The day arrives. I am there at 04:30. Clearing the room, setting up the camera and equipment. Cast members begin to arrive, we shoot each person on their own, a different set up, dressing and lighting for each scene. 30 people. 1 Day. It is madness. My feet get really sore. My VT operator brings me a box at one point and forces me to sit down because I am not getting any rest. One chic never arrives. Another girl arrives an hour late, fucked on something. Coming down off something. Couldn’t understand what I wanted from her, kept giving me the same performance every time and kept looking at the camera. Had to trash her altogether. Thank god we were shooting on HD, not wasting film. Fuck. One chic is so incredibly hot, but with only one facial expression. Must be weird to fuck her. Someone else had an eye infection and we planned a close-up so we had to change that plan.

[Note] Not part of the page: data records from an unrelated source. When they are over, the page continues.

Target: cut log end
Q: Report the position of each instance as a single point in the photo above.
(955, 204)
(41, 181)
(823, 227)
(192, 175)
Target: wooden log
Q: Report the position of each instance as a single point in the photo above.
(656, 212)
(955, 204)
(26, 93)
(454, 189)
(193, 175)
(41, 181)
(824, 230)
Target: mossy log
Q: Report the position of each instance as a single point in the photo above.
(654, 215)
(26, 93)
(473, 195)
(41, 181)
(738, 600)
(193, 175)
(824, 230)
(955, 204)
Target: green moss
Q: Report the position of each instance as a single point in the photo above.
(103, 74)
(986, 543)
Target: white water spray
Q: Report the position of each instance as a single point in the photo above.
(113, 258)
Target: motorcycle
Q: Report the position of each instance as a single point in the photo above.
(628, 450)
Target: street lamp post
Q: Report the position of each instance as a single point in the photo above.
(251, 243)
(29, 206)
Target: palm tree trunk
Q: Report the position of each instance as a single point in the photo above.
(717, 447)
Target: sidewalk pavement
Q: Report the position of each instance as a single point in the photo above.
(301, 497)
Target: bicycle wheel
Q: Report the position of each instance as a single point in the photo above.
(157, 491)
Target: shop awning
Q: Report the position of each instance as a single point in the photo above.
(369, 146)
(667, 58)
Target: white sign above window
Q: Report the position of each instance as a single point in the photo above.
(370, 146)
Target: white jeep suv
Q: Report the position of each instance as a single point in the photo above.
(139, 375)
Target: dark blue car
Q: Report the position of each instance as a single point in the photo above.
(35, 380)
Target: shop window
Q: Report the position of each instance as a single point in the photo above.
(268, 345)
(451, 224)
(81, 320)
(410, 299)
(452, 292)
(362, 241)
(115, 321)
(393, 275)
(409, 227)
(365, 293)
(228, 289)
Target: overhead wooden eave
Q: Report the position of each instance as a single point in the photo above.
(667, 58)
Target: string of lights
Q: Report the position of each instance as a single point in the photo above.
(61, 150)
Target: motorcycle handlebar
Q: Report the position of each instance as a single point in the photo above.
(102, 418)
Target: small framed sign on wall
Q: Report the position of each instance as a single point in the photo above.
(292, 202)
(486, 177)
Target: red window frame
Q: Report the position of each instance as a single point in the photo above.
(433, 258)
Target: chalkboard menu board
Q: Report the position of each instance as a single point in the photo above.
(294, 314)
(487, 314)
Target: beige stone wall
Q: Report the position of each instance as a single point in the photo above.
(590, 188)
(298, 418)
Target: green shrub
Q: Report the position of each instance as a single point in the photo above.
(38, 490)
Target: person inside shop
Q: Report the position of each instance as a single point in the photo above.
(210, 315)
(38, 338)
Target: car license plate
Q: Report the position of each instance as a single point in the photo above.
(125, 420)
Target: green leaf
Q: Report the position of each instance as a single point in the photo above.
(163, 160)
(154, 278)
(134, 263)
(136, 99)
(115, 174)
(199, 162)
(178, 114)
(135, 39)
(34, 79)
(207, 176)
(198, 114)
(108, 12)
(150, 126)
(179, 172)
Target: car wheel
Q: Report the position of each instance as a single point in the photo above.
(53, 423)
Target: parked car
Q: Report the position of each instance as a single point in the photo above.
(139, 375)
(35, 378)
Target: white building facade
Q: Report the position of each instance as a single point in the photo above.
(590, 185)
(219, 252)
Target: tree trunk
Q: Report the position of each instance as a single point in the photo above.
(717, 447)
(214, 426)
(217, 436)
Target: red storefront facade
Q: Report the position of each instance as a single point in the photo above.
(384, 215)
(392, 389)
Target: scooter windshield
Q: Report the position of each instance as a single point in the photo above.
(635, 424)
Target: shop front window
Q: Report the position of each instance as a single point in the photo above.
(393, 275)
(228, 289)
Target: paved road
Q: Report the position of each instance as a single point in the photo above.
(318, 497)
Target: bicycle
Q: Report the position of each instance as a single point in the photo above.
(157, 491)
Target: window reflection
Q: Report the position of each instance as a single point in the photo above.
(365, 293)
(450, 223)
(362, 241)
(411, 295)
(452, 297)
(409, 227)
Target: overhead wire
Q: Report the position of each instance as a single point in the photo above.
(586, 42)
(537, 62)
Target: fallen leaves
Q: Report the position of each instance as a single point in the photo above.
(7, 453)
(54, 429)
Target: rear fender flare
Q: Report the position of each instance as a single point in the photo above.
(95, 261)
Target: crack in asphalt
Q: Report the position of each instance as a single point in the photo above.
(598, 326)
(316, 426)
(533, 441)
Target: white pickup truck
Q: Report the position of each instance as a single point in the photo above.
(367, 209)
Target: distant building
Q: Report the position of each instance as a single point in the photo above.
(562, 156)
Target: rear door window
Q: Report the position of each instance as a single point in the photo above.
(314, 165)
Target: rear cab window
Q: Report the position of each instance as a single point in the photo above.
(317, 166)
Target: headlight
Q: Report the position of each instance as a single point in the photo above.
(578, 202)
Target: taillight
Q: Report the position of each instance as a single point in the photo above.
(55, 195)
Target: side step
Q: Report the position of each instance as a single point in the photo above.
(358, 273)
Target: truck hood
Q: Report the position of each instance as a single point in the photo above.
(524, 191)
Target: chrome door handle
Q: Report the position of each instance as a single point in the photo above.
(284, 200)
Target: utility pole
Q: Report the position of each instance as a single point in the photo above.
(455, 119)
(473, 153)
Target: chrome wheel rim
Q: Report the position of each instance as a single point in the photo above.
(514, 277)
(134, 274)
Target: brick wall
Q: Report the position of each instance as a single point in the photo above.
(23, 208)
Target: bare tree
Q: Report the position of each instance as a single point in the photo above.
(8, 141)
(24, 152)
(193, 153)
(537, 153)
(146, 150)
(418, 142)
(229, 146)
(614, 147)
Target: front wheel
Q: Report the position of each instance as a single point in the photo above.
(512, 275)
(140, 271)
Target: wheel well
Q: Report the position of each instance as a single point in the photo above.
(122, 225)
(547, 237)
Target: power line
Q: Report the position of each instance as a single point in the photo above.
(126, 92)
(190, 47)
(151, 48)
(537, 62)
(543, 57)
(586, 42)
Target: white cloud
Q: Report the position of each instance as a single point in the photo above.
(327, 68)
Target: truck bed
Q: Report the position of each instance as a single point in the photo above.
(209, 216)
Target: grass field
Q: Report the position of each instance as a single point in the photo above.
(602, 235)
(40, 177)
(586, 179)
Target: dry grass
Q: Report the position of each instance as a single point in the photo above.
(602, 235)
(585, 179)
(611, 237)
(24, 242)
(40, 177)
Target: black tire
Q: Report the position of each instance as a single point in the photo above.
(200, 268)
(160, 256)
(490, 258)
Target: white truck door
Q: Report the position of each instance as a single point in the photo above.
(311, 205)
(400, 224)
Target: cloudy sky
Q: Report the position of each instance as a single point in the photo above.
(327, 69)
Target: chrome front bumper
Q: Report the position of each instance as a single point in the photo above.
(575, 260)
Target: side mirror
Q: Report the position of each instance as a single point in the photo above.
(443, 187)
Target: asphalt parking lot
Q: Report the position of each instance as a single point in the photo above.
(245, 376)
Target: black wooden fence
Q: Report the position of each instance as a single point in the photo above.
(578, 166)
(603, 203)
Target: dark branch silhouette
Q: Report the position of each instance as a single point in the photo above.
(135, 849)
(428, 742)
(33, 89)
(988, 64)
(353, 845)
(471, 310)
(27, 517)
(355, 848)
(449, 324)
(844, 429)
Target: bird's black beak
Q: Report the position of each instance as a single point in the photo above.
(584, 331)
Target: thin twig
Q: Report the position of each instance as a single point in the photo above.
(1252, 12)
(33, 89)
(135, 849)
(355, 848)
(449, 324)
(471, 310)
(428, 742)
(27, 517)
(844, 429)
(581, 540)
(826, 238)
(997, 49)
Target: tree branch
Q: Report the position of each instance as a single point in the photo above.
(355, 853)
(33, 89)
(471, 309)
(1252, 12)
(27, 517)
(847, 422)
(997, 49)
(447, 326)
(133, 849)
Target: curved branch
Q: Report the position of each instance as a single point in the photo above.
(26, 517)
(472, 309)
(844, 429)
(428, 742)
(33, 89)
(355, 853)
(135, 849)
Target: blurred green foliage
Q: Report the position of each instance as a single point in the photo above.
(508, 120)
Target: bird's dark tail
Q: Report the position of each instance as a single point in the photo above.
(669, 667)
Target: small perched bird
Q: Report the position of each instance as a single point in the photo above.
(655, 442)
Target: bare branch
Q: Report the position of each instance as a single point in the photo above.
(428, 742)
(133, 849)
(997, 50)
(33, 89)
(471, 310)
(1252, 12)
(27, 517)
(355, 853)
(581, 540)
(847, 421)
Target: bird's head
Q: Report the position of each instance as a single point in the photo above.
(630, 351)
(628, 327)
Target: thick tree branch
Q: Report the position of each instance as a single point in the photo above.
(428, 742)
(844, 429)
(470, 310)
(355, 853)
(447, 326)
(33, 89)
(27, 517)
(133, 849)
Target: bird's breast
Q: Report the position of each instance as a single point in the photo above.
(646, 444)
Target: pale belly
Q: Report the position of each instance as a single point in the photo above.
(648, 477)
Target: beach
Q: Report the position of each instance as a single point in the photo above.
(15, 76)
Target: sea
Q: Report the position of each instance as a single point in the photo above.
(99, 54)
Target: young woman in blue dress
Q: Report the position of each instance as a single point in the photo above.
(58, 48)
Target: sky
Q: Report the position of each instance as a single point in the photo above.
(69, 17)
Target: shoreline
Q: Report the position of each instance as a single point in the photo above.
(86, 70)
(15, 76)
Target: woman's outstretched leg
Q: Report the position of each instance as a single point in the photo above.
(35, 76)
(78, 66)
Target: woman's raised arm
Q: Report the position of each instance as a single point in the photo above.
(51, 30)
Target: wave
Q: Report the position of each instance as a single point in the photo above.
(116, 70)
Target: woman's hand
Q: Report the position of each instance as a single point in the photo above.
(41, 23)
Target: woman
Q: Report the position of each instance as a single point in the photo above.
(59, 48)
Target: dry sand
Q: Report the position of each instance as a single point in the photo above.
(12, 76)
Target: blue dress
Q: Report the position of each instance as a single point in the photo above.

My DOP turns out to be a fucking perfectionist. Which is great, except we have different ideas about the end result. He is going for lank pretty and tweaks the lights for ages. I want natural and much darker lighting. We argue politely over every shot. It slows us down. We run late by about an hour and a half. Not good, but kind of normal. At one point, at about four o’ clock, Producer Guy arrives. Watches for a bit on the VT monitor n the other room. Pulls me aside and gives me his opinion. Tells my production manager that we have to hurry the fuck up and he doesn’t want us working beyond 9pm. Bah. Whatever.

It’s a great shoot. The crew are having fun. They like working for me, which is great, because I have seen plenty of directors thoroughly despised on set by the crew. I’m the only girl, and they are calling me “yes sir, uh, um, ma’am . . . . “ Personally, I like “Sir” better. “Tart” is pretty cool, too.

We are all fucked by the end of the day, but miraculously finish by about nine thirty. My feet are sore up to my knees. My eyes are aching. We clean up and go home. Now comes the rest of it. The editing. I really liked my editor, but he just couldn’t get it right. I spend many hours trying to tweak it because he can’t seem to make it kick. It plods along, all neat and annoying. I am convinced I can get it better. Until Producer Guy tells me I have spent quite enough time on this project and hurry the fuck up and finish. So it gets squished into a “finished” result. Yeah. The band sees it. They make changes. They change it back. Producer Guy adds his two cents. Then off it goes to plonk the animation in where the green screen is. Easy peasy. Except it is not. Clean edges are not happening.

The editor graded the footage off the tape, not the film stock. (The scenes for this bit was shot on film. The rest, HD). Wow. They redo it. Oh, surprise, clean edges, and Voila! The perfect plonking in of animated backgrounds. That was a fucking panic.

In the end, I can’t even look at it anymore. It takes me about four months before I even want to. When I finally do, I see it turned out okay. But okay isn’t really good enough.